Integrable systems, moduli spaces and spectral geometry

可积系统、模空间和谱几何

• 批准号: RGPIN-2015-03827
• 负责人: Korotkin, Dmitry
• 金额: $ 3.02万
• 依托单位: Concordia University
• 依托单位国家: 加拿大
• 项目类别: Discovery Grants Program - Individual
• 财政年份: 2019
• 资助国家: 加拿大
• 起止时间: 2019-01-01 至 2020-12-31
• 项目状态: 已结题
• 来源: https://www.nserc-crsng.gc.ca/ase-oro/Details-Detailles_eng.asp?id=688414
• 关键词: Integrable; systems; moduli; spaces; spectral

The goal of the proposed research is to apply methods originating in the theory of integrable systems (Riemann-Hilbert problems, tau-functions) to  moduli spaces, classical gravity and spectral geometry. In the area of moduli spaces we are going to address the following problems: analytical derivation of relations between various cohomology and homology classes (Witten cycles) on moduli spaces of Riemann surfaces; understanding of the "wall-crossing" behaviour of tau-functions on moduli spaces of quadratic and n-differentials on Riemann surfaces, and their transformation under the pentagram moves; application to Hodge integrals. This should help also to further elucidate the role of cluster algebras in the theory of moduli spaces. In the area of classical gravity the main goal is to find a periodic analog of Kerr solution; analytically such solution should corresponds to an infinite chain of solitons of Ernst equation.  In the area of spectral geometry we hope to develop a mathematically rigorous theory of determinants of Laplace operators in arbitrary flat metrics over Riemann surfaces with cylindrical outlets and study extremal problems for determinant of Laplacian in presence of conical singularities.

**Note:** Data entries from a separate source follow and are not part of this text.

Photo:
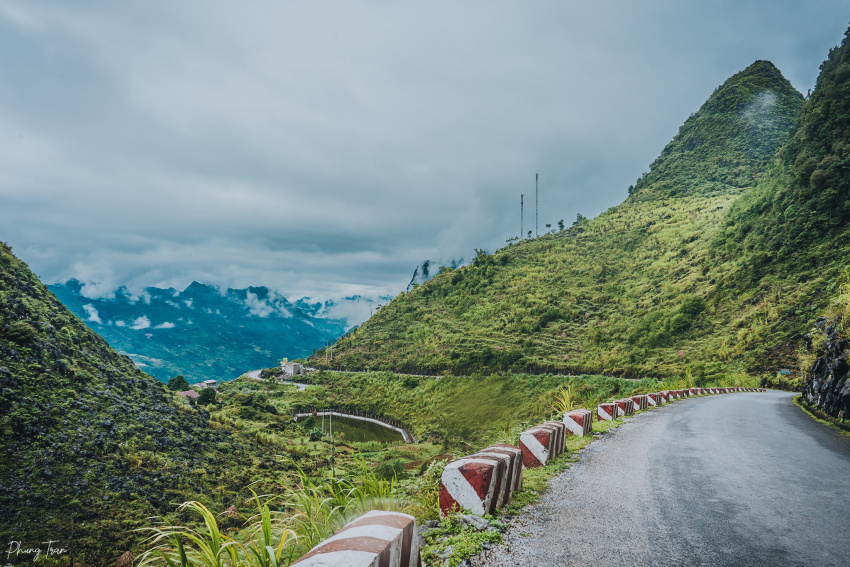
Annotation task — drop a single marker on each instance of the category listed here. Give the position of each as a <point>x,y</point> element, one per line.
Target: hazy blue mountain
<point>430,268</point>
<point>203,332</point>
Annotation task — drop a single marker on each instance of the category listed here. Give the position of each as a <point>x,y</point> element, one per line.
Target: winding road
<point>734,479</point>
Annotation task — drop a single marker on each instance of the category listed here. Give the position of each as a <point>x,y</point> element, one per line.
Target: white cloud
<point>92,313</point>
<point>141,323</point>
<point>326,149</point>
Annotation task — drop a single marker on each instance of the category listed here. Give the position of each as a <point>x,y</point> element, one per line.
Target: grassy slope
<point>631,292</point>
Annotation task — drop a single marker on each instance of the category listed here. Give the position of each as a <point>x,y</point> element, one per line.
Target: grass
<point>838,425</point>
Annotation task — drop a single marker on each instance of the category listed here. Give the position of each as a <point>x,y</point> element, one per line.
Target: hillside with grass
<point>679,279</point>
<point>86,437</point>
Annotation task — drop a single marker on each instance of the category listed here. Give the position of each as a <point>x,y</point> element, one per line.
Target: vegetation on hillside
<point>727,144</point>
<point>668,282</point>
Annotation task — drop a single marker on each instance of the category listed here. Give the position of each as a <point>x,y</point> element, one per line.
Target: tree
<point>178,384</point>
<point>207,396</point>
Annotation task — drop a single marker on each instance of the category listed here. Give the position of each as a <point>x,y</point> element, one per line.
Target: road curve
<point>732,479</point>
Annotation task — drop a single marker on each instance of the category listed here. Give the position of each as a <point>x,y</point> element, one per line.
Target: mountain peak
<point>728,142</point>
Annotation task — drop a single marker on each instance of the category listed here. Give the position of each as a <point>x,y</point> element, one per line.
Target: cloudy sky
<point>327,148</point>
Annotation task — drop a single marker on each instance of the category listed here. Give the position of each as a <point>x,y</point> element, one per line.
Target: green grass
<point>723,254</point>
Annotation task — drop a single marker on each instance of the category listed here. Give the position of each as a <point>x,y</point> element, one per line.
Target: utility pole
<point>521,227</point>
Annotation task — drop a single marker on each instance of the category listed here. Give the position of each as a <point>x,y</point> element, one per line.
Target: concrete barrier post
<point>606,412</point>
<point>626,406</point>
<point>374,539</point>
<point>468,483</point>
<point>515,453</point>
<point>579,422</point>
<point>502,481</point>
<point>561,439</point>
<point>535,444</point>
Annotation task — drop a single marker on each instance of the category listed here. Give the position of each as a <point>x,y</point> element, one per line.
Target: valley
<point>725,264</point>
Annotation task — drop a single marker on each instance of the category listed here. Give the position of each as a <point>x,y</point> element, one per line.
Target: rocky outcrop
<point>827,387</point>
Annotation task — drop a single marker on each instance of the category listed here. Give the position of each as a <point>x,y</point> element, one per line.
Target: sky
<point>325,149</point>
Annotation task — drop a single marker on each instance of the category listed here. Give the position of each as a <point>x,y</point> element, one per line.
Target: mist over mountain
<point>206,333</point>
<point>430,268</point>
<point>718,261</point>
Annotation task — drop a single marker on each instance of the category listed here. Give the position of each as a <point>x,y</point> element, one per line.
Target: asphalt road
<point>730,479</point>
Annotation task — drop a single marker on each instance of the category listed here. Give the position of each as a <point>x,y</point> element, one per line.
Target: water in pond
<point>357,431</point>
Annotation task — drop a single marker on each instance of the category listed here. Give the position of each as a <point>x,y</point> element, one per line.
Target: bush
<point>206,396</point>
<point>21,332</point>
<point>389,470</point>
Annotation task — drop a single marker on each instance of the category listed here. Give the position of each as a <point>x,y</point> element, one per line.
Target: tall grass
<point>311,511</point>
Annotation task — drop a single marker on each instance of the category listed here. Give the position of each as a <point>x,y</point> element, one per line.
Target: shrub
<point>206,396</point>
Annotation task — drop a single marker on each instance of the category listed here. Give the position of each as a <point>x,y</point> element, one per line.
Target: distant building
<point>292,368</point>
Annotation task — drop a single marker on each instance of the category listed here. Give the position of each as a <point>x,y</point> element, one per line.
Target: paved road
<point>255,375</point>
<point>731,479</point>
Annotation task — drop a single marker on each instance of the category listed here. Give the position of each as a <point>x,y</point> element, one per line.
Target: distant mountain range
<point>206,333</point>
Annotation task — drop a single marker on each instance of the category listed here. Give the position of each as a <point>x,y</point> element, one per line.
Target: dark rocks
<point>827,387</point>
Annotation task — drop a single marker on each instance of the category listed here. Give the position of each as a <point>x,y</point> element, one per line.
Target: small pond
<point>357,431</point>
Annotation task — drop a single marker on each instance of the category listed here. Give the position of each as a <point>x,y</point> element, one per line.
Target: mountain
<point>651,287</point>
<point>430,268</point>
<point>729,142</point>
<point>204,333</point>
<point>85,436</point>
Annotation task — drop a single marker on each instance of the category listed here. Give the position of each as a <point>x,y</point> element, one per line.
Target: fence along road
<point>737,479</point>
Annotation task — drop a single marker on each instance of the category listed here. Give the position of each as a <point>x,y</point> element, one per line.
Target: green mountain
<point>683,277</point>
<point>85,436</point>
<point>726,145</point>
<point>201,332</point>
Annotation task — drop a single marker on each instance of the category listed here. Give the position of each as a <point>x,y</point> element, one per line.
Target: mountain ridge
<point>644,289</point>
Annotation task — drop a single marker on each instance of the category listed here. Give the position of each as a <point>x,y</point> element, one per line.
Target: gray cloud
<point>326,149</point>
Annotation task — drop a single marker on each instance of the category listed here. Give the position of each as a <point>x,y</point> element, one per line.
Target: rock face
<point>827,387</point>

提出的研究目标是将可积系统理论（黎曼-希尔伯特问题，tau函数）中的方法应用于模空间，经典重力和光谱几何。在模空间中，我们将讨论以下问题：黎曼曲面模空间上各种上同调和同调类（Witten环）之间关系的解析推导；黎曼曲面上二次和n阶微分模空间上tau函数的“过壁”行为及其在五角形运动下的变换；霍奇积分的应用。这也将有助于进一步阐明簇代数在模空间理论中的作用。在经典引力领域，主要目标是找到克尔解的周期模拟；解析上，这种解对应于恩斯特方程的无限孤子链。在光谱几何领域，我们希望发展具有圆柱出口的黎曼曲面上任意平坦度规拉普拉斯算子行列式的数学严谨理论，并研究圆锥奇点存在下拉普拉斯算子行列式的极值问题。